While some commodity costs have abated from recent highs, ConAgra Food Inc.'s (CAG) Chief Financial Officer John Gehring said price inflation will continue to factor into the company's strategy this year.

Certain commodity costs have fallen - including edible oils, energy and grains - but aggregate input costs are still higher than last year, Gehring said Tuesday at the Consumer Analyst Group of New York Conference being held in Boca Raton, Fla.

Proteins, vegetables and steel are still feeling continued cost pressures, he said.

ConAgra expects raw materials costs to be around $500 million for its consumer foods division in fiscal 2009, up from $480 million in fiscal 2008, and $160 million in fiscal 2007.

"To be clear, we are not planning for net deflation but lower rates of inflation," Gehring said.

To counter rising raw material costs, food companies have had to raise prices in recent months. Gehring said he expects net fiscal 2009 price increases to be still significant, even after merchandising and promotion adjustments. However, all commercial foods businesses prices should recover the cost of inflation, which it has also been able to do in the past, he said.

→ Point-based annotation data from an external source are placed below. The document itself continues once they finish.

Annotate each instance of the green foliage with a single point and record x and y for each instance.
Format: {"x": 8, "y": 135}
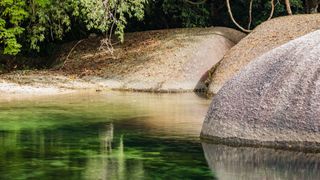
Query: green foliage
{"x": 25, "y": 24}
{"x": 31, "y": 25}
{"x": 12, "y": 14}
{"x": 188, "y": 14}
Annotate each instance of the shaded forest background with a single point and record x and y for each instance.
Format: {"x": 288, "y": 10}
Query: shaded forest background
{"x": 36, "y": 28}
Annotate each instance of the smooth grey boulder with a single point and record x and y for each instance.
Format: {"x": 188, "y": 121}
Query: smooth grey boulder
{"x": 247, "y": 163}
{"x": 274, "y": 101}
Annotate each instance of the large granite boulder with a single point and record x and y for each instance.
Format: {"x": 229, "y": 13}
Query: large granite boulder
{"x": 265, "y": 37}
{"x": 274, "y": 101}
{"x": 173, "y": 60}
{"x": 247, "y": 163}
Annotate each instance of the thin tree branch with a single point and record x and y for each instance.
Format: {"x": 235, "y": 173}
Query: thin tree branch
{"x": 195, "y": 3}
{"x": 272, "y": 10}
{"x": 287, "y": 2}
{"x": 250, "y": 14}
{"x": 233, "y": 20}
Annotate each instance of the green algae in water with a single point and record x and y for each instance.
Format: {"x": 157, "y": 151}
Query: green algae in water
{"x": 103, "y": 137}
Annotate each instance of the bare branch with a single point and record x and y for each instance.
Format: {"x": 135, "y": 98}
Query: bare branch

ConAgra, whose brands include Hunt's ketchup and Healthy Choice frozen meals, reiterated its earnings per share guidance of slightly above $1.50 from continuing operations for fiscal 2009. In December, the food-maker reported a decline in fiscal second-quarter net income due, in part, to hedging markdowns.

Shares of ConAgra recently changed hands at $16.14, down 8 cents, or 0.6%.